Meals were delivered two to three times a week from October to June. Four women took turns each week with the laundry until Lena’s children took over this responsibility. And another woman came over to clean just the first floor of the house. As Lena observes,
…it’s just how people, how people want to help, and they just so want to help and I think it’s important to let them help. Because I know people that keep things to themselves and don’t let people know what’s going on with their family and don’t know how to accept the help. And, we did. We just let anybody do whatever they wanted to do, and my, cancer battle was a very public battle with everything that my husband would write on, the Caring Bridge and everything. It was, we were very open with it, and I think people appreciated that and felt a part of it.
Lena
Accepting offers of help provides much needed relief to the primary caretakers of those with serious illness.
5 Points to Consider When Help is Offered
- People offer support because they genuinely care and want to help
- Offers of help provide needed relief and support, not just for the patient, but caretakers and family members as well
- Support allows the patient to focus on treatment and recovery
- ‘Share what types of support may be needed.
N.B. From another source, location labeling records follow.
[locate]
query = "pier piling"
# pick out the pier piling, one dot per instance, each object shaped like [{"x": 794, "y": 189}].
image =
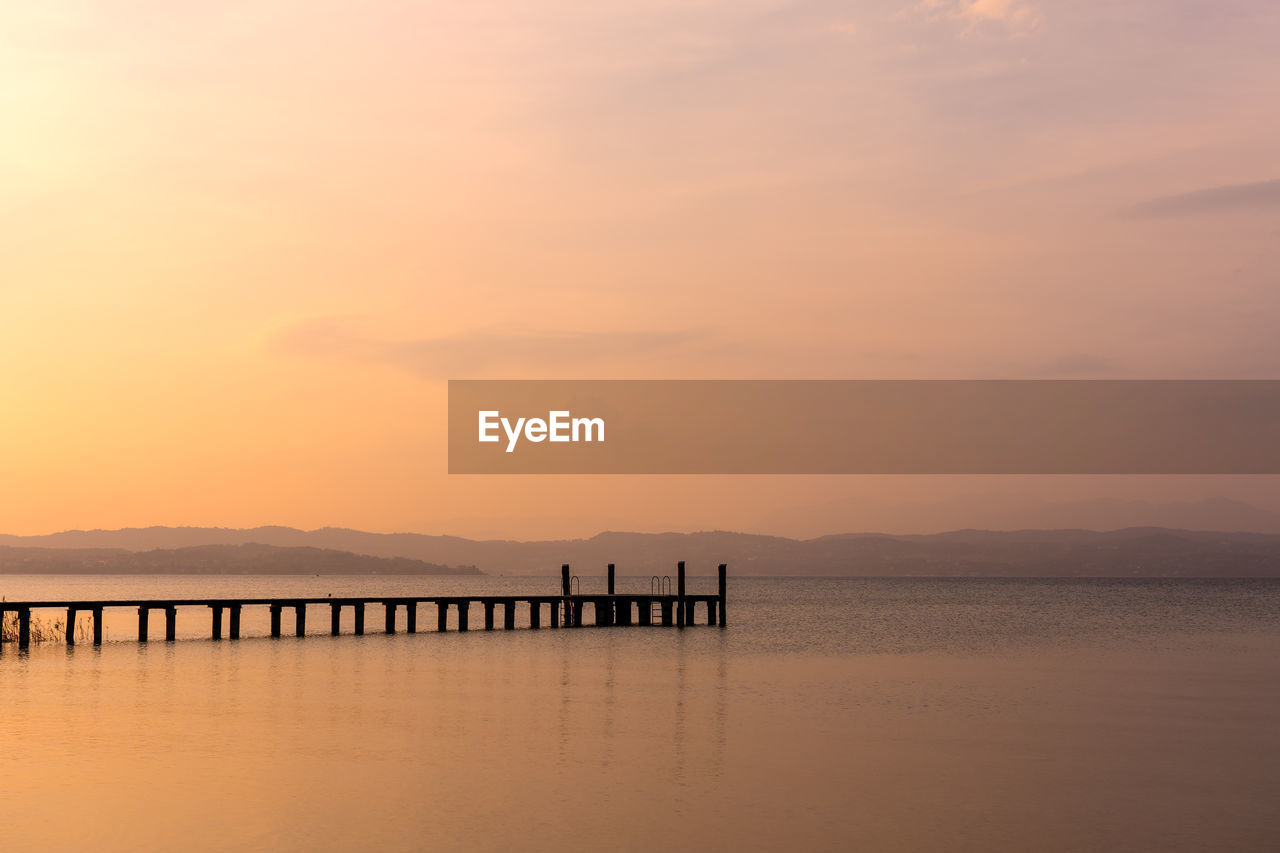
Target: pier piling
[
  {"x": 567, "y": 609},
  {"x": 723, "y": 592},
  {"x": 681, "y": 612}
]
People may offer to help but don’t know what needs to be done. Others may not offer because they don’t know what may be needed.
- Accepting help can provide unanticipated gifts both for you as well as those providing support.
When illness strikes, it is difficult to acknowledge that help may be needed, that you can’t do this all on your own. Support during a serious illness, however, allows the focus needed to optimize treatment and recovery.
* Quotes in this post are from interviews conducted for my book, Navigating Illness: The Patient Experience, a work in progress. Names were changed upon an individual’s request.